A lifeline for Malta, the EU and the planet | Robert Abela

Our nation as a small island state, is the smallest emitter in the EU, but may be among the worst hit by the effects of climate change in our region

Protestors march in Dusseldorf, Germany, during the September 2021 Climate Strike
Protestors march in Dusseldorf, Germany, during the September 2021 Climate Strike

The UN Climate Change Conference kicking off in Glasgow from tomorrow will offer Heads of Government the opportunity to turn an existential threat into a window of hope and opportunity for present and future generations.

The Conference of the Parties, better known as the COP, is the multilateral decision-making body that can make this happen. Six years after the conclusion of the Paris Agreement in 2015, COP 26 is tasked with a revision of the pledges made by its Parties in Paris. This review process ensures that the Paris Agreement remains fit for purpose to heed the warnings of the IPCC assessment reports.

2020 was earmarked as the year when the Paris Agreement is to become operational to gradually achieve its main objective of climate neutrality by 2050. This is the Paris Agreement’s milestone intended to maintain a limited increase of 2 to 1.5 degrees Celsius in the global mean temperature of the planet by the end of the century. If this objective is met, it would avoid catastrophic outcomes but would still require humanity and other living resources to adapt to the effects of climate change.

Ironically, 2020 was the very first time in twenty-six years that the conference did not take place due to COVID-19. The economic downturn caused by the pandemic runs the risk of stalling States from revising their targets under the Paris Agreement and from upscaling them to make them ambitious enough to turn the tide.

Together with other European Union member states, we have chosen to use recovery from the COVID-19 pandemic as a renewed commitment to achieve the Green Deal, with decarbonisation as one of its many interrelated pillars. Since the conclusion of the Paris Agreement, the EU member States actually raised the stakes and aimed for collectively reaching a target that reduces greenhouse gases by 55%. The EU members States consider decarbonisation and adaptation to climate change as essential to achieving resilience.

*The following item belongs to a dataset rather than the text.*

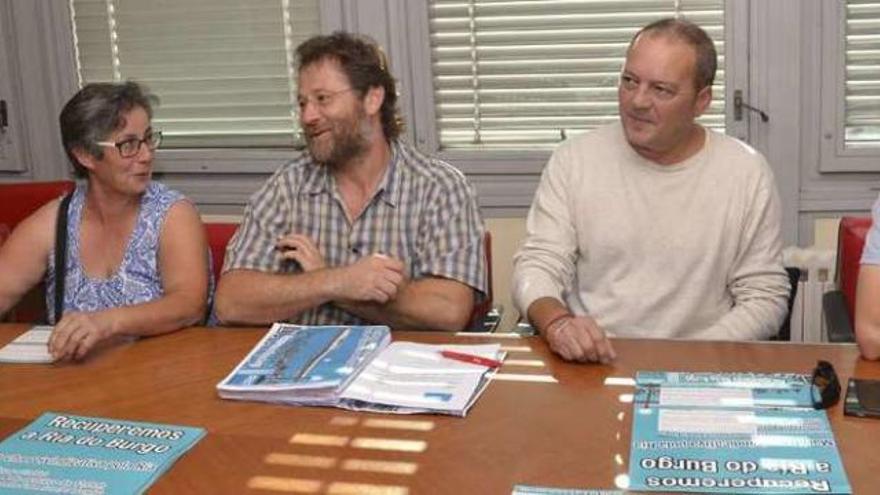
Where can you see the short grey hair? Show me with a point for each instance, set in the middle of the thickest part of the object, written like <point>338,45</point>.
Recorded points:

The climate emergency ethos requires all States to contribute and collectively embark on a decarbonisation process that will tip the scales and avoid global warming from reaching the point of no return, causing extinction of life on the planet as we know it.

Malta too has chosen decarbonisation as a pathway and a pillar for its economic vision. But the many challenges to achieve this goal require us to ensure that the transition is just and does not create disparities and social injustice. Our government will lead by example and create the right conditions and a level playing field to facilitate the necessary shift for the private sector, business and civil society. We need to continue to engage in a constructive dialogue to identify options that will nudge behavioural change in the right direction without disrupting social cohesion.

There is no room for partisan politics when dealing with climate change. In the end our nation as a small island state, is the smallest emitter in the EU, but may be among the worst hit by the effects of climate change in our region.

As proof of our commitment to this cause we have earmarked 54% of our Recovery and Resilience Plan, and an unprecedented amount of local funds, to set decarbonisation in motion at a national level. Transforming our economic model into a climate neutral one, spurs us to be on the forefront as a small nation to lead among other small island states, by sharing our experiences, discussing our options, and looking at how we aim to proceed with upskilling and reskilling our people so as to remain competitive and resilient.

Our nation has had to adapt in various ways throughout our history to face and overcome various external challenges and threats. This is another cause for change. This time around we are far from insular in our approach to shift our economic model. We aim to share our experiences and learn from others. As an EU member state, we have the most robust legal framework to address climate change on a national level. This will sustain us to live up to our legacy in considering climate change as a common concern of humankind.

This way we will keep up with those States that choose to be on the right side of history for the benefit of future generations.

Robert Abela is Prime Minister of Malta.